As a programmer who graduated with a software engineering degree, databases were a required course in university.

I still remember the night before the exam: I stayed up all night cramming all the exam points from my textbook. The next day, relying on my short-term memory, I actually passed. After that, I tossed all database knowledge aside and never touched it again.

After starting work, I somehow ended up as a frontend developer. Database knowledge became even more irrelevant.

Recently, by chance, I picked up databases again and started relearning from SQL Basics by Mick.

I basically flipped through the book while typing SQL code on the computer, and I finished it quickly.

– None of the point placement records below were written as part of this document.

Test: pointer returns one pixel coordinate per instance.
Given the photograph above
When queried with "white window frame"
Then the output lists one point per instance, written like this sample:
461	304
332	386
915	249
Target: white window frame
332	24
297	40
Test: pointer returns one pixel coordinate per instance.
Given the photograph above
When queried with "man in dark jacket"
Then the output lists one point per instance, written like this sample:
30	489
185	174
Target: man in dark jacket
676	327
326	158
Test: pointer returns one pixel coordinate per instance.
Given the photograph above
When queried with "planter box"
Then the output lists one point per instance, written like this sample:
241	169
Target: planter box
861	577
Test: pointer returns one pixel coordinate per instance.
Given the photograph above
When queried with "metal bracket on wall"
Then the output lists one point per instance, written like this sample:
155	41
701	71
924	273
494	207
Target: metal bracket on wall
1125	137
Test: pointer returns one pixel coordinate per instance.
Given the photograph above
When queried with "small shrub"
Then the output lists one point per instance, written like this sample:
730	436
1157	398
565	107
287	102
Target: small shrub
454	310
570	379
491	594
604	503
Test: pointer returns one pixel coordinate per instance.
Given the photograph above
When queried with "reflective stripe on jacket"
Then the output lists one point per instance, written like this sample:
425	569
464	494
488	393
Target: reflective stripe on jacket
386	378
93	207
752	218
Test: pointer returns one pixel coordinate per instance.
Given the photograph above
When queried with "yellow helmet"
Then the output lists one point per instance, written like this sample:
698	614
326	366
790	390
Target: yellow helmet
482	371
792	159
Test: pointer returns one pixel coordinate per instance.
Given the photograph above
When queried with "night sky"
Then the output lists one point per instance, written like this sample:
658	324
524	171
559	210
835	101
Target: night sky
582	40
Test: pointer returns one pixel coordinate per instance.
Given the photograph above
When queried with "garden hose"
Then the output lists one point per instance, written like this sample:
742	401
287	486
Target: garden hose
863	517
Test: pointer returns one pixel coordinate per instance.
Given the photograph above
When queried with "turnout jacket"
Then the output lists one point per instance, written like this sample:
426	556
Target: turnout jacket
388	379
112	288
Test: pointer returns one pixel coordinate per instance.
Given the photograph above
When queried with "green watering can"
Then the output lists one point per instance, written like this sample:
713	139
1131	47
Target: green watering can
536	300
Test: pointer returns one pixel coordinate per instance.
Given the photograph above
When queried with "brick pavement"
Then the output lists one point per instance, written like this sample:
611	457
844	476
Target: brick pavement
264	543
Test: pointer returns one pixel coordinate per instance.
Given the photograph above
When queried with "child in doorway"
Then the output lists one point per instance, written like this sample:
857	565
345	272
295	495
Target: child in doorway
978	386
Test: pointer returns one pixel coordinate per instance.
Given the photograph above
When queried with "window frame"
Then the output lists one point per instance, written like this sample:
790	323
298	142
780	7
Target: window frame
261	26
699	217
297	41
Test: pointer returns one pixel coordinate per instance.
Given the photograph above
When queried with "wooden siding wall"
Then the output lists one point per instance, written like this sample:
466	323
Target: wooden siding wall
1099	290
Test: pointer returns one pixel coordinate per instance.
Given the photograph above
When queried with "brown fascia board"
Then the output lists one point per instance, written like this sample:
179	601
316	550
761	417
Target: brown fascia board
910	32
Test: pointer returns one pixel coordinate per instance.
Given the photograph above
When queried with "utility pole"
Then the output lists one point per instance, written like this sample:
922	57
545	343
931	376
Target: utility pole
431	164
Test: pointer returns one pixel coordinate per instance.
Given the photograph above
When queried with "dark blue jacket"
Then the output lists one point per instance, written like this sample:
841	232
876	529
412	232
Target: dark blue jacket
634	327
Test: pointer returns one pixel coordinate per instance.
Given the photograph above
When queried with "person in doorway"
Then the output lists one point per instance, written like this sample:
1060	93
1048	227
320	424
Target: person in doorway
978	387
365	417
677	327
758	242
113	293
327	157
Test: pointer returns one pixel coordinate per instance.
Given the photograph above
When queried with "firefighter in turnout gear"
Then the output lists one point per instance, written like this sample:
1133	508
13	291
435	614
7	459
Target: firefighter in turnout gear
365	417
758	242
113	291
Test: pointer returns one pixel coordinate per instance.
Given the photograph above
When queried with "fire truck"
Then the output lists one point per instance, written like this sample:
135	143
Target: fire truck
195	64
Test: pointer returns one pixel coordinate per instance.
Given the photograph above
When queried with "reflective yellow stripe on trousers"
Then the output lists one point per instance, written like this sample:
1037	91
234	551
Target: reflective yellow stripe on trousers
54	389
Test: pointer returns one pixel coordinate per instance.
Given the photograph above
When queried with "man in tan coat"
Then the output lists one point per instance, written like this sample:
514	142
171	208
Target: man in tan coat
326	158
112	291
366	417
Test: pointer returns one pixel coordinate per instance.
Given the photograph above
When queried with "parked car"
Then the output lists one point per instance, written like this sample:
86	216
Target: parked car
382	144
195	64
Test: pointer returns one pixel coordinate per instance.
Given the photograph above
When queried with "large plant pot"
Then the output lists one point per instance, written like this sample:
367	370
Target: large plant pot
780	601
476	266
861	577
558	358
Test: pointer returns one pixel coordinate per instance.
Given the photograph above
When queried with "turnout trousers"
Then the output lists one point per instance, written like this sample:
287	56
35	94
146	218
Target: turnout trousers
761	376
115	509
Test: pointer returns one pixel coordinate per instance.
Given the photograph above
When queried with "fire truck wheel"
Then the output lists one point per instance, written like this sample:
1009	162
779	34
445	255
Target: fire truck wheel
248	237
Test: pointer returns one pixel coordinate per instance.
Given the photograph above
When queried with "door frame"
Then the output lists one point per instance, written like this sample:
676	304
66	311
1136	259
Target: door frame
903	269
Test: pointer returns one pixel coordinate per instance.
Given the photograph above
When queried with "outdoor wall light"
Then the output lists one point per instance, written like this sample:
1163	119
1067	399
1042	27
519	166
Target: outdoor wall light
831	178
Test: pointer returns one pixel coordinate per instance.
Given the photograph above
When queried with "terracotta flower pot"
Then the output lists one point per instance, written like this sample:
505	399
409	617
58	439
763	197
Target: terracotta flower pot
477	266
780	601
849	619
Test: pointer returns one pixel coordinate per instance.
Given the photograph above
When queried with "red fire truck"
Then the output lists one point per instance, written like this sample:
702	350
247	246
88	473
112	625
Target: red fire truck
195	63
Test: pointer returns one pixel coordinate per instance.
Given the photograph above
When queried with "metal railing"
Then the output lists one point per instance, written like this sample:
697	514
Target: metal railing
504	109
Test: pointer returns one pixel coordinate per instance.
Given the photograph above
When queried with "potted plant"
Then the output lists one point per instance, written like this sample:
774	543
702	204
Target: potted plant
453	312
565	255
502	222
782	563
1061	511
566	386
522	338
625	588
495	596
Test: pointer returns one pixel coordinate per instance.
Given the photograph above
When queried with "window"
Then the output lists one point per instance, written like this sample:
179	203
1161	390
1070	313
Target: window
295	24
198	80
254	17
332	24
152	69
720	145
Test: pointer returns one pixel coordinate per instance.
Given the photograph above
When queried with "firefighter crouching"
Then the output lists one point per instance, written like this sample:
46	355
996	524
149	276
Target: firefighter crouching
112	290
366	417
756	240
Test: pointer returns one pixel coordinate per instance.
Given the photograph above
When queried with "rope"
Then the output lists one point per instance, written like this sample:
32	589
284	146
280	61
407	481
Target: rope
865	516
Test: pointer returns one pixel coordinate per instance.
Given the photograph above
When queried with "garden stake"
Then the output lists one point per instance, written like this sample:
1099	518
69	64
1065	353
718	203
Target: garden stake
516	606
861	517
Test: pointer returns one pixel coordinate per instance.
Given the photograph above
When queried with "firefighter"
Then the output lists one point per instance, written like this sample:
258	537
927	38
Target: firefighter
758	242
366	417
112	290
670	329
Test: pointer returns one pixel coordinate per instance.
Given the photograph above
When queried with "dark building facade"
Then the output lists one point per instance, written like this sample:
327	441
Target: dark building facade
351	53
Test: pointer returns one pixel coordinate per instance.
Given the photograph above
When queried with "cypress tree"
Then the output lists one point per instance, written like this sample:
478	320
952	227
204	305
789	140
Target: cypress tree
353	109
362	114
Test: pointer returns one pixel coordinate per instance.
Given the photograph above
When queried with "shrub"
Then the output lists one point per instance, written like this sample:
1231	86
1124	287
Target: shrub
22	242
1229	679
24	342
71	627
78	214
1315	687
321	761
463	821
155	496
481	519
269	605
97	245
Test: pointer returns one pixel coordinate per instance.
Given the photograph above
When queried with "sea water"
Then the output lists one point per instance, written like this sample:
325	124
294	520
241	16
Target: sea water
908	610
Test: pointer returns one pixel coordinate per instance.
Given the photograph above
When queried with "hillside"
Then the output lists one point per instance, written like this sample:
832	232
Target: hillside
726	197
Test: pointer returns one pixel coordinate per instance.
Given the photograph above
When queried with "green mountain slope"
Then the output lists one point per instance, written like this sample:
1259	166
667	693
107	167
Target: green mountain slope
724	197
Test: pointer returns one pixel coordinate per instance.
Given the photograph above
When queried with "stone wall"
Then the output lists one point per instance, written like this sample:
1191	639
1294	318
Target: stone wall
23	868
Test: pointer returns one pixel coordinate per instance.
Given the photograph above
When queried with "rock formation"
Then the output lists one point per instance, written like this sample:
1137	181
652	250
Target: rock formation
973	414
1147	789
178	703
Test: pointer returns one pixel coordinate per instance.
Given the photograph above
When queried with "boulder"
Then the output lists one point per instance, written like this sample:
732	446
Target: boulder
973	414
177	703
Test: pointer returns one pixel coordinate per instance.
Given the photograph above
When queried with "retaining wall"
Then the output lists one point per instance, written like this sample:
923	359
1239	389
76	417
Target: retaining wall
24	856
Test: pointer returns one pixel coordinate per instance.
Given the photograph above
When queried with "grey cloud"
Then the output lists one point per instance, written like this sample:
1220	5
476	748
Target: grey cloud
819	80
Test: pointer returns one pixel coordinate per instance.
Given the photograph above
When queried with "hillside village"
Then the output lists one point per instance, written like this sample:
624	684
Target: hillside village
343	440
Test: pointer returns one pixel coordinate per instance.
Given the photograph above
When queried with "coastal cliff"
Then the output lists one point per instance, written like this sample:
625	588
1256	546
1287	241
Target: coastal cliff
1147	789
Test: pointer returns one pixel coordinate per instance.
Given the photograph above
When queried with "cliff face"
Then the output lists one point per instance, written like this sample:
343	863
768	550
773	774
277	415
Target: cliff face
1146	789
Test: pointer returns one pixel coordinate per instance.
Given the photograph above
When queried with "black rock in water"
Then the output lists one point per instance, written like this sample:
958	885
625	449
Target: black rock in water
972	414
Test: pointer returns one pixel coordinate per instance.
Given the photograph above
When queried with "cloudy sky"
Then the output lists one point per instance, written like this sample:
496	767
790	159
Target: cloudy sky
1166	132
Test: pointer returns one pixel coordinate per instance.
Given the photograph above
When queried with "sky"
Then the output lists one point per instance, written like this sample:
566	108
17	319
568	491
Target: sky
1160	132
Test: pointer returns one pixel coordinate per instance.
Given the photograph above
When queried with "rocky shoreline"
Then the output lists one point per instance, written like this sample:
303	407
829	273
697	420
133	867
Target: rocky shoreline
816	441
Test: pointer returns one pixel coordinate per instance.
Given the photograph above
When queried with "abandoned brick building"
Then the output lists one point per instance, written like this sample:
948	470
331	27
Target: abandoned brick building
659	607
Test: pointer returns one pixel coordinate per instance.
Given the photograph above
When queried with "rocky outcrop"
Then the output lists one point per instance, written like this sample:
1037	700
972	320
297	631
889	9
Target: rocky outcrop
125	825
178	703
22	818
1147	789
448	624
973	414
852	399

After finishing, I had two feelings: there are so many SQL dialects, and I need hands-on practice.

SQL Has So Many Dialects

Frontend developers certainly know what "many dialects" means – you write code that seems fine, but it just won't run on other devices. To solve compatibility issues, you have to complicate and bloat your code. The code is no longer elegant. Even if it runs smoothly on all test devices during testing, you still have to pray that no compatibility issues appear after deployment.

Compatibility issues are the eternal pain of frontend developers, because we cannot control users' devices.

The pain from SQL's many dialects seems to be the opposite extreme – the server's devices, database, and versions are all controlled by developers. But potential migration difficulties, maintenance costs, learning costs, etc., still exist. This also leads to the flourishing ecosystem of ORM libraries.

Hands-On Practice

What you get from books is only shallow. I searched for "SQL practice problems" on a search engine and picked the first result: a website's popular SQL exercises.

I did the first three, submitted, and got them all wrong.

Luckily, they weren't horribly wrong – just a few adjustments needed.

Now I'll document these three problems and where I went wrong.

Find the employee who joined most recently

SELECT *
FROM employees
ORDER BY hire_date DESC
LIMIT 1;

My first answer didn't have LIMIT 1.

Find all information of the employee with the third most recent hire date

SELECT *
FROM employees
ORDER BY hire_date DESC
LIMIT 2, 1;

If you think the SQL above is correct, you've been tricked. Because there might be multiple employees hired on the same day.
Correct answer:

SELECT * FROM employees
WHERE hire_date = (
    SELECT DISTINCT hire_date
    FROM employees
    ORDER BY hire_date DESC
    LIMIT 2,1
)

That is, first find the third most recent hire date via a subquery, then retrieve all employee information for that hire date via the main query.

Find current salary details and department number dept_no

There is a salary table salaries for all employees, as follows:

emp_no

salary

from_date

to_date

10001

88958

2002-06-22

9999-01-01

10002

72527

2001-08-02

9999-01-01

10003

43311

2001-12-01

9999-01-01

There is a department manager table dept_manager as follows:

dept_no

emp_no

to_date

d001

10001

9999-01-01

d002

10003

9999-01-01

Please find the salary details and corresponding department number dept_no for current managers of each department. Output the results sorted in ascending order by salaries.emp_no, and note that the dept_no column should be the last column. The output for the above example is as follows:

emp_no

salary

from_date

to_date

dept_no

10001

88958

2002-06-22

9999-01-01

d001

10003

43311

2001-12-01

9999-01-01

d002

When I saw this problem, I thought, "This is my old friend – table joins!"

select  sal.emp_no,
        sal.salary,
        sal.from_date,
        sal.to_date,
        dept.dept_no
from salaries as sal right join dept_manager as dept
on sal.emp_no = dept.emp_no
order by emp_no

This is the correct answer, but the first time I submitted I wrote left join instead of right join.

Because when I learned it, the teacher said that the left table in a left join is the main table. I thought "main table" meant the table with the most columns in common.

Actually, the main table is the table whose all records are retained, even if those records have no matches in the other table. In a left join, all records from the left table appear in the result set, and unmatched records from the right table are filled with NULL.

But here, obviously the right table is the main table, because the desired result is the department managers' information.

Conclusion

After these three failures, I understand that I still need a lot more practice!